Kanon Fantasia

 

 

 

第7話 ねこねこ軍団結成

 

 

 

 

 

 

 

 

 

 

 

魔物、と総称されている存在。
その中でも自然に大量に生息しているもののことを、俗にモンスターを呼んでいる。
人里から離れれば途端にこのモンスターの住処。
中には人間を襲うものも多く存在していた。

ザシュッ

舞 「・・・佐祐理、そっちに行った!」

佐祐理 「了解ですっ。ファイアランス!」

ボォ!

祐一 「二人とも下がれ、大技行くぜっ! ウィンドクラッシャー!!」

ゴォオオオオオオオッ!!!

三人のコンビネーションにより、現れたモンスターはあっという間に一掃された。
ちなみに祐一の大技ウィンドクラッシャーは、宝剣シルフィードの力を開放して薙ぎ払うことで風の衝撃波を生み出す、所謂必殺技である。
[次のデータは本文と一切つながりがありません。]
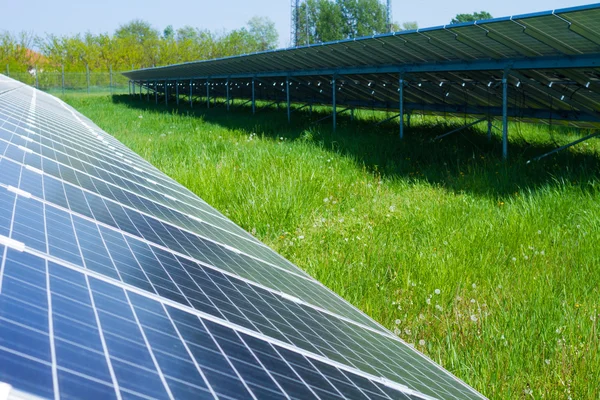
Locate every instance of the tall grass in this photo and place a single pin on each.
(489, 268)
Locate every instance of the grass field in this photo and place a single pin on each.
(489, 268)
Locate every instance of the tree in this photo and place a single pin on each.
(476, 16)
(328, 20)
(169, 32)
(410, 26)
(263, 32)
(362, 17)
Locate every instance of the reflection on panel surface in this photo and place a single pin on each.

さやか 「いやー、お見事お見事。相変わらず惚れ惚れするチームワークだね〜」

祐一 「おまえも戦え!」

戦いの最中どこにいたのか、終わった途端にさやかが戻ってくる。
旅に出てから五日、何度もモンスターと遭遇しているが、さやかが戦ったことは一度もない。

さやか 「だってさ、巫女は後方支援が基本でしょ」

祐一 「おまえなんか最前線で十分だ。次は真っ先に突っ込ませてやる」

さやか 「私はか弱い巫女さんなのに」

祐一 「嘘付け」

実際さやかが戦うところを見たわけではないが、舞と少なくとも互角以上に戦っていた者がか弱いわけがなかった。しかも大会ベスト8という実績までしっかり存在するのだ。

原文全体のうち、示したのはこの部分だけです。